Chatham recently described his playing style as “Don Cherry meets Jon Hassell meets Bill Dixon,” which seems apt. In his playing, one can detect Cherry’s freedom, Hassell’s effects and minimalism, and Dixon’s dark, sustained tones. The first trumpet recordings Chatham released (on Ninja Tune in the late 1990s) used heavy distortion to make the trumpet sound like guitar feedback and mixed this sound with electronic beats, but he now seems less interested in working with such beats or in pursuing his previously stated desire to make the trumpet sound like Tony Iommi’s guitar playing. There is a move away from distortion, with greater emphasis placed on the dynamic range of the instrument untreated.
That said, once a layerer always a layerer it seems, and on Outdoor Spell, the trumpet is explored for its textural, suggestive qualities as much as for its direct, melodic communication. Chatham is a participatory composer, one who would rather be involved in collaborating with musicians in the creative process than working alone with a score, and these pieces sound less composed, less conceptualized even, than his famous guitar works. I’ve no idea whether the album’s title is supposed to refer to a short period of time or to a magical process, but I’m tempted to go with the latter, as Chatham’s music has long been one of alchemy. The channeling of hundreds of guitars’ worth of base metal into sonic gold is nothing if not alchemical. The arsenal is smaller here, the materials less prone to magic. Yet something still happens: sound unfolds, reality is remade, transformation takes place.
What spells are these? What do they call into being? Should we read the album as a journey in which a change comes over the travelers who participate, musician and listener alike? Maybe we can hear these four pieces as progressions from simplicity to complexity. The opening, “simple” title track uses just Chatham’s voice and trumpet and deploys a drone for much of its seven and a half minutes. Chatham and Jon Hassell were both students of the singer Pandit Pran Nath in the 1970s, and the influence of Hindustani classical singing can be detected in this piece. There is an incantory power here, as voice and horn move together and apart, and perception drifts between illusion and insight.
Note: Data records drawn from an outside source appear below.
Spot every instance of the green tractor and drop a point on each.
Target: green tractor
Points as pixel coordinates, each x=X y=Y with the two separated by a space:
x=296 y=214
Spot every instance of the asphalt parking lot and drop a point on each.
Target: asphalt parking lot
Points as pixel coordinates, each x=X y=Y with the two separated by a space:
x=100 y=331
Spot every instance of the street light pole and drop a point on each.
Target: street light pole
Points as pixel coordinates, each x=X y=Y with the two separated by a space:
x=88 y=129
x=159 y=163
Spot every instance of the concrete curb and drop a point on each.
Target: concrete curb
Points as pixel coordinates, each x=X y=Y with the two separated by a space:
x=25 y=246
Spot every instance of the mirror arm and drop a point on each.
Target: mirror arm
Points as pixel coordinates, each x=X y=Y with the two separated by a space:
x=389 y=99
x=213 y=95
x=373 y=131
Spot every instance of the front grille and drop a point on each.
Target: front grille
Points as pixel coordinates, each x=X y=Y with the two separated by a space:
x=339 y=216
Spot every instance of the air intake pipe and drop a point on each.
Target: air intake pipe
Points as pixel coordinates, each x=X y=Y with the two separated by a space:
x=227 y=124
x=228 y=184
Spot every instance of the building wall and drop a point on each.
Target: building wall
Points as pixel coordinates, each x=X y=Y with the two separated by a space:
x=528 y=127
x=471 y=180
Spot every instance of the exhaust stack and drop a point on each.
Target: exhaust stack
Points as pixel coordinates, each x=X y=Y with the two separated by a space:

At 18 minutes, “Crossing The Sword Bridge Of The Abyss” (title!) is the longest piece here. It’s a confusing one, comprising several layers of sound. One level has Chatham communicating via spurts of frantic trumpet, another finds him engaged in long, drawn-out tones, shifting slowly from one register to another. Most disconcertingly, the sonic palimpsest is further populated by a kind of anti-playing, or failed playing, in which the trumpeter’s breath is heard alongside un-noted trumpet farts. At one point, these noises coalesce into something that resembles the rhythmic squelch of an analog synth and gives the piece a techno vibe that places it not so far from Chatham’s Ninja Tune output. As far as our “journey” goes, it suggests an inability to get over the abyss.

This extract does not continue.